Convention 2020 – Workshop “Il Notariato e la riforma del diritto successorio”

Notariato Convention 2020

Il workshop a cura della Commissione Studi Civilistici del CNN si è incentrato sul tema “Il Notariato e la riforma del diritto successorio” ed è stato animato dai notai Cesira De Michele (moderatrice e relatrice), Carmine Romano (relatore), Raffaele Lenzi (relatore), Marino Sannino (moderatore della chat).

Il tema è stato introdotto da Cesira De Michele, che ne ha ricordato la scottante attualità, specialmente alla luce delle note criticità legate alla circolazione degli immobili di provenienza donativa e alle altrettanto note istanze, formulate dalla dottrina più autorevole, di riforma del diritto delle successioni e particolarmente della successione necessaria.

Un primo profilo della proposta della riforma proveniente dal Notariato, formulata nel 2019, è esposto da Carmine Romano e riguarda il ripensamento del principio di unitarietà della successione, secondo cui le stesse regole successorie trovano applicazione a prescindere dalle caratteristiche soggettive di ciascun successibile, senza alcuna possibilità di distinguere tra le diverse istanze di tutela che vengono in rilievo, ad esempio, con riferimento ai soggetti più deboli come i successibili disabili. Si tratta di istanze di cui un disegno di riforma non può non tenere conto.

Un altro profilo è quello della c.d. legittima per equivalente, ossia della conversione del diritto reale alla legittima in un diritto di credito ad un valore da quantificarsi secondo le regole tradizionali della successione necessaria (relictum meno debiti più donatum). Il disegno di riforma del Notariato configura la legittima non più come un diritto sui beni del de cuius, ma come un diritto di credito che il legittimario vanta nei confronti dei beneficiari delle disposizioni lesive della sua riserva.

Questa conversione della legittima in credito comporta evidentemente una modifica della natura dell’azione di riduzione, che non è più un’azione di impugnativa negoziale, tale da minare la stabilità del titolo attributivo del beneficiario, e non è più prodromica all’azione di restituzione, che anzi non ha più ragion d’essere. L’azione di riduzione diviene invece azione di accertamento costitutivo del credito pecuniario del legittimario leso, esperibile nei confronti dei beneficiari delle disposizioni lesive. A questi, peraltro, viene riconosciuta la facoltà di liberarsi dal debito nei confronti del legittimario leso trasferendo allo stesso, in tutto o in parte, quanto ricevuto dal de cuius.

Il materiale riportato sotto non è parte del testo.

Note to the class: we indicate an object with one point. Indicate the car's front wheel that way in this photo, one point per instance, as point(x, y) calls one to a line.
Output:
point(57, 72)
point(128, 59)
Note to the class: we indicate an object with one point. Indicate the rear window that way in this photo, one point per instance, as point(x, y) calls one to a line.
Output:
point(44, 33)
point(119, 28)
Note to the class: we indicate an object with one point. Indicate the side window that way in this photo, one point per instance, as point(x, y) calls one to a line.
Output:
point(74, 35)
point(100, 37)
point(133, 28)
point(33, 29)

Sempre nel disegno di riforma del Notariato, il credito del legittimario leso è assistito da un privilegio speciale sull’immobile donato/legato, inopponibile agli aventi causa dal beneficiario della disposizione lesiva i quali abbiano trascritto o iscritto il titolo prima della trascrizione della domanda giudiziale di riduzione.
Sul piano fisiologico, la legittima per equivalente consente al testatore una maggiore libertà di disporre del proprio patrimonio per il tempo successivo alla sua morte, mettendo a sua disposizione strumenti nuovi come, ad esempio, il legato in sostituzione di legittima avente ad oggetto denaro non presente nel suo patrimonio.

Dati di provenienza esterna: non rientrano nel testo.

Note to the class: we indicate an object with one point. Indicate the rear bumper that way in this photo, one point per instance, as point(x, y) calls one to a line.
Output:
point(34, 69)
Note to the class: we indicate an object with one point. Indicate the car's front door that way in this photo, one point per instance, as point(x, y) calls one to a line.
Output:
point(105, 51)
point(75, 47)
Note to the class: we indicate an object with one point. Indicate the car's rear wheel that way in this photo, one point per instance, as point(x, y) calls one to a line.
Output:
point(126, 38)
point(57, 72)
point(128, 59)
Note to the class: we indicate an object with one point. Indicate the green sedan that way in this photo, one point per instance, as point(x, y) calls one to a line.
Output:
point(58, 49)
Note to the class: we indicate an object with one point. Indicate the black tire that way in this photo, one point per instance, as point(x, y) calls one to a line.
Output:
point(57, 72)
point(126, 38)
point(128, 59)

Una riforma di questo tipo avvicinerebbe il nostro ordinamento a quello francese e a quello tedesco, e determinerebbe il superamento di tradizionali istituti quali quello – già ricordato – dell’azione di restituzione e quello della cautela sociniana di cui all’art. 550 cod. civ.

Un ulteriore profilo della proposta di riforma del Notariato è quello riguardante il patto di famiglia e, in particolare, l’ampliamento del relativo ambito di applicazione con la sua estensione ai beni non produttivi e il ripensamento strutturale dell’istituto.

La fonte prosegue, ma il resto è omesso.